Large POST fails with createComment on merge proposal

Bug #512552 reported by dobey
14
This bug affects 3 people
Affects Status Importance Assigned to Milestone
Launchpad itself
Fix Released
High
Unassigned
Tarmac
Invalid
Undecided
Unassigned

Bug Description

We're using tarmac to land branches for the various ubuntuone client projects. Over the past few days, we've noticed a lot of weirdness with getting 502 or 503 errors, with ubuntuone-client. After more debugging today, it appears that when tests fail, the tarmac hook creates a comment with the test output, so that the developer can fix it, and know what failed. The output is now an estimated approximate 5000 lines of text. The createComment() call on the branch_merge_proposal is giving us the 50x errors, and it appears to be due to the size of the POST data. I've created a test branch on another project which has a very small test suite, and behavior is as expected. I then created a test branch of ubuntuone-client to force a test failure, and every time, the createComment() calls with a 50x error. I suspect this is probably an issue in either the squid proxy config, or a bug in squid itself perhaps.

Curtis Hovey (sinzui)
affects: launchpad → launchpad-code
Revision history for this message
Tim Penhey (thumper) wrote :

Leonard, any ideas?

Changed in launchpad-code:
assignee: nobody → Leonard Richardson (leonardr)
status: New → Incomplete
Revision history for this message
Leonard Richardson (leonardr) wrote :

I think you should look at the full body of the HTTP response, and then look into a squid bug or (more likely) misconfiguration, for three reasons.

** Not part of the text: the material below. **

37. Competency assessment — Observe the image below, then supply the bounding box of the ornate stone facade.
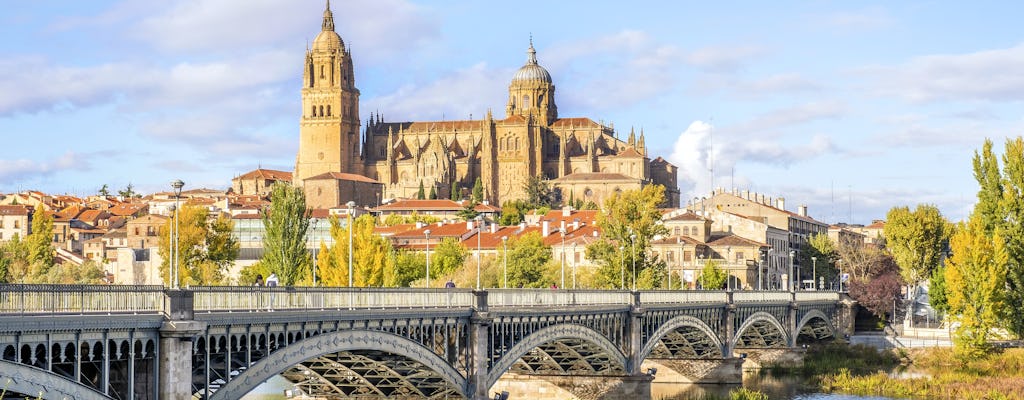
[295,4,679,207]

1. When lazr.restful raises an exception the HTTP response will contain a stack trace or at least an OOPS-ID. If this is not present, the lazr.restful code is not running. If it is, you'll have some specific information about where lazr.restful choked.

2. There's no reason why a large POST body should choke lazr.restful (unless it's so big we run out of memory), but it's probably not an unusual setting for a squid proxy config.

3. lazr.restful never sends a 502 status code, and only sends a 503 in one obscure case (RequestExpired) which I don't think is what's happening here. In general, when lazr.restful raises an exception, the status code is 500.

I can run some local tests if it turns out lazr.restful is to blame, or if you want more information about how lazr.restful handles POSTs. How big a POST body are we talking about? 5000 lines of text can't be more than 40k, so memory usage shouldn't be an issue.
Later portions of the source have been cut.